Reading Joan Didion’s The Year of Magical Thinking is like eating the perfect meal – each bite so good you want to gobble the whole plate. But each bite so good, too, that you want to slow down to make it last, savouring ideas by looking up from the page, even putting the book down to delay its passing.
This is a memoir of the year after Didion’s husband’s sudden death. She realizes that her grief has shifted her beliefs towards magical thinking: when she reads of a celebrity’s death her first thought, her very first, is ‘Oh good, now they can keep my husband company’ – even though she doesn’t believe in an afterlife. She wonders if the doomed know they’re about to die, and fixates on passing remarks from her husband’s final two weeks – had he known? Could she have known? Could she have saved him?
It’s a beautiful thing, to call the madness of grief ‘magical thinking,’ and it opens up the book to all sorts of research and philosophy on the great black mystery of death. The book follows a critical thinker as she studies her own behaviour and reaches for the literature, and feels a lot like an honest conversation with a good friend. What have you been up to Joan? What have you been thinking about?
The book is enjoyable because its writing is delicate and precise. It is enjoyable because Didion is insightful about death and grief, even if she offers no answers. But it is also enjoyable for the same reasons that reality television is entertaining – for the action and suspense of Didion’s life before and after her husband’s death. It moves. And it’s compelling for its blunt depiction of a long-term relationship.
Take this discussion on whether Joan and John should go to Paris in November, where Joan strongly states her own position while self-depreciating:
“I did not want to go. I said we had too much to do and too little money. He said he had a sense that if he did not go to Paris in November he would never again go to Paris. I interpreted this as blackmail. That settles it then, I said, we’re going. He left the table. We did not speak in any meaningful way for two days.”

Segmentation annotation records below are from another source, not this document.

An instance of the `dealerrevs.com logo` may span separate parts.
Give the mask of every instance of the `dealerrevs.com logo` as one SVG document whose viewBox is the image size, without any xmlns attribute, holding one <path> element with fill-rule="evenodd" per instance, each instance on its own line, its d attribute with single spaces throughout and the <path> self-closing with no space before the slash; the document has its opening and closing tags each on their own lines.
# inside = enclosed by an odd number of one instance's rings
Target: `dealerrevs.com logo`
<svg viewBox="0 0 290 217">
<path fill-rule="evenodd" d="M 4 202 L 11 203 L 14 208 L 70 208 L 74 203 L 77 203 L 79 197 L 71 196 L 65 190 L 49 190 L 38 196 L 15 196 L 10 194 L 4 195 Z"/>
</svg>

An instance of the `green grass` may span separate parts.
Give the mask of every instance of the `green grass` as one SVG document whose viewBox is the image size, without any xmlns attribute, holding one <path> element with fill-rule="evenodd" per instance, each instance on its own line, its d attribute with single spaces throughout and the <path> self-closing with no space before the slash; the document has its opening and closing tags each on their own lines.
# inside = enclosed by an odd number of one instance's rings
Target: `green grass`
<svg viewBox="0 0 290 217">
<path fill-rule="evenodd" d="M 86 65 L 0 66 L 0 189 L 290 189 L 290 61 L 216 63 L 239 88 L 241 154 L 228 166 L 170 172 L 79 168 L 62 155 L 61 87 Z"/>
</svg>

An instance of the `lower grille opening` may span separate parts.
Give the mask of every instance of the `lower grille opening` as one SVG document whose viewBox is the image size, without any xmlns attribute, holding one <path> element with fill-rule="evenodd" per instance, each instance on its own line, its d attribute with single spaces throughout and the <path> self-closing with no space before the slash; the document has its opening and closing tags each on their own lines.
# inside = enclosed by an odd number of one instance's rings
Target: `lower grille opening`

I love that line, “I interpreted this as blackmail.” It’s so dramatic, particularly for a civilized personality like Joan Didion, and yet so honest and accurate.

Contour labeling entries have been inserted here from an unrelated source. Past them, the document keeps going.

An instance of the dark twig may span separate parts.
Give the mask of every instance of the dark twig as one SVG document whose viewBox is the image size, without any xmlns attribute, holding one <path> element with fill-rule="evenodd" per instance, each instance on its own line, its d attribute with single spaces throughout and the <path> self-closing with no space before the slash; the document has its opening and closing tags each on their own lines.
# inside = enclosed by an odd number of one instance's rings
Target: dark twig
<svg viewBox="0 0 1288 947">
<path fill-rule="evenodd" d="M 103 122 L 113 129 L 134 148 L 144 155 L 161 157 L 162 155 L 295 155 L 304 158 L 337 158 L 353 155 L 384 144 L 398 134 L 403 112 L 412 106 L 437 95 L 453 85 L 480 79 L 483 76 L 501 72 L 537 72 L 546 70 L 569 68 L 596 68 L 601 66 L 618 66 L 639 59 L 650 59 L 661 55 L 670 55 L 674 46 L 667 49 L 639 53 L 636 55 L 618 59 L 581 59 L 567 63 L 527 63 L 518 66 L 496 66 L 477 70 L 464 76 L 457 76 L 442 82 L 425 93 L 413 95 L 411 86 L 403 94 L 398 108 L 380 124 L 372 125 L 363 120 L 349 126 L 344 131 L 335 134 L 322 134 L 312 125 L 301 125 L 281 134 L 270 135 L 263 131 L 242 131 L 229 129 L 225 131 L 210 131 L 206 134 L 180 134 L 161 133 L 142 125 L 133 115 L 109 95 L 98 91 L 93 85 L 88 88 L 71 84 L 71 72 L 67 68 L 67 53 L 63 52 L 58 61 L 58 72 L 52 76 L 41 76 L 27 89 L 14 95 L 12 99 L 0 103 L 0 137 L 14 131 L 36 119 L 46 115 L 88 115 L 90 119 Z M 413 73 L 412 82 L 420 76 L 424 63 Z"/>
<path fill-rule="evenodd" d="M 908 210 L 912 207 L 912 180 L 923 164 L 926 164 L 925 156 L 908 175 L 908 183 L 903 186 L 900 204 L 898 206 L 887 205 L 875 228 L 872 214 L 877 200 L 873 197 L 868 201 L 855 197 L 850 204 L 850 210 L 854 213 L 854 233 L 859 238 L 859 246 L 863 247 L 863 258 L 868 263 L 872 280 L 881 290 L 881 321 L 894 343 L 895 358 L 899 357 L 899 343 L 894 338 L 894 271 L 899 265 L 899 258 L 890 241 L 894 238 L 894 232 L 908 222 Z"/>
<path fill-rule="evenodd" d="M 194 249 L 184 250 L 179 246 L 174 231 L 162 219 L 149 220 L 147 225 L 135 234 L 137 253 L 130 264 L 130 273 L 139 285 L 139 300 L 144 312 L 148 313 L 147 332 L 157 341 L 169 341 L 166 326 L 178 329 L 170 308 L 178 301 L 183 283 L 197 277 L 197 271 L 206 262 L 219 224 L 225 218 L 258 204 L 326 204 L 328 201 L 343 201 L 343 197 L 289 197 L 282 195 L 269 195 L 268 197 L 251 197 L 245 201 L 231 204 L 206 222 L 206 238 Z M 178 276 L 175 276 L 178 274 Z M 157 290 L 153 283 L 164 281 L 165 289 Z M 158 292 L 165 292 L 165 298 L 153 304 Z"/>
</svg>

Since Joan and John are both writers, the book also offers insights into the writer’s life. John is often depicted rereading novels to see how they worked, and, twenty-five nights before he dies, that is what Joan describes him doing. He’s studying one of Joan’s novels and reads a passage aloud to her:
““Goddamn,” John said to me when he closed the book. “Don’t ever tell me again you can’t write. That’s my birthday present to you.”
I remember tears coming to my eyes.
I feel them now.”
It surprised me to read that both Joan and John frequently doubted their own skill. There’s a perception that, once you’ve been published, you’ll stop wondering if you’re a good writer. Or if not then, certainly once you’ve won awards, or published a dozen books, or been profiled in the New York Times. But both Joan and John admit to doubting the merit of their work, even at the end of long, rich careers. This is simultaneously encouraging and depressing to me, an artist at the beginning of her career. So feeling doubt is normal. So feeling doubt never goes away. Goddamn.